Charles:—Non, non, seulement des farces... Mais avant de me laisser coffrer, je vais jouer un tour à ma cousine, et un fameux, dont elle ne se relèvera pas.

—Charles! s'écria Juliette effrayée, je te le défends! Je t'en prie. ajouta-t-elle doucement et tristement.

Charles:—Mais, ma bonne Juliette; je ne veux ni la battre ni la tuer; je veux seulement écrire à M. Blackday, qui fait ses affaires, pour le supplier de venir à mon secours, de me défendre contre ma cousine, et de me débarrasser de sa tutelle, afin que je puisse loger ailleurs que chez elle. Il n'y a pas de mal à cela, n'est-ce pas?

Juliette:—Non, mon ami, aucun, et tu feras bien d'écrire à ce monsieur.

Charles:—Puisque tu approuves, je vais écrire tout de suite.

Juliette:—Oui, mets-toi à la table de ma soeur; dans le tiroir à droite, tu trouveras ce qu'il faut pour écrire; je ne te dérangerai pas, je tricoterai.»

Charles s'assit près de la table et se mit à l'ouvrage. Il écrivit longtemps. Quand il eut fini, il poussa un soupir de satisfaction.

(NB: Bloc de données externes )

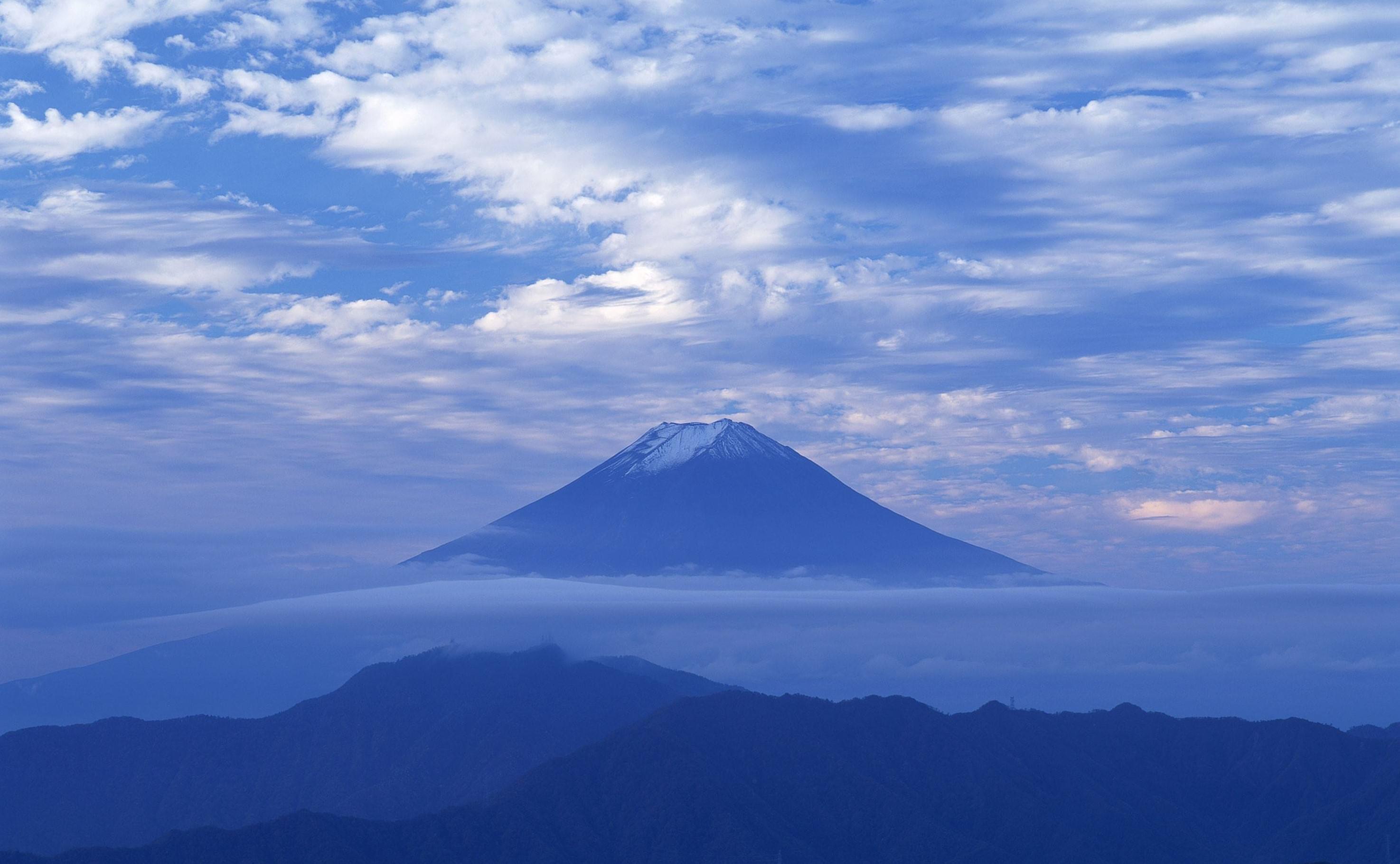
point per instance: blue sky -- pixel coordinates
(290, 290)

«C'est fait! Veux-tu que je te lise ma lettre, Juliette?

Juliette:—Certainement, je serai charmée de l'entendre.

Charles, lit:-«Monsieur, je ne vous connais pas du tout, et je crains que vous me connaissiez beaucoup et mal par ma cousine Mac'Miche. Je suis si malheureux chez elle que je ne peux plus y tenir; elle me bat tellement, malgré toutes mes inventions pour moins sentir mes coups, que j'en ai sans cesse des meurtrissures sur le corps; Betty, la servante, et Marianne et Juliette Daikins, mes cousines, certifieront que je dis la vérité. Je voudrais être bon, et cela m'est impossible avec ma cousine Mac'Miche. Voilà qu'elle veut m'enfermer dans le château de MM. Old Nick où on ne reçoit que les scélérats. Et puis, elle me dit toujours que je suis un mendiant, et je sais qu'elle a cinquante mille francs qui sont à moi, puisque c'est mon père qui les a placés chez elle; vous n'avez qu'à en parler à M. le juge Ide paix, il vous dira comment il le sait. Je vous en prie, mon bon Monsieur, faites-moi changer de maison, placez-moi chez mes cousines Daikins, qui sont si bonnes pour moi, qui me donnent de si bons conseils, et qui cherchent à me rendre sage. Chez elles, je pourrai le devenir; chez ma cousine Mac'Miche, jamais.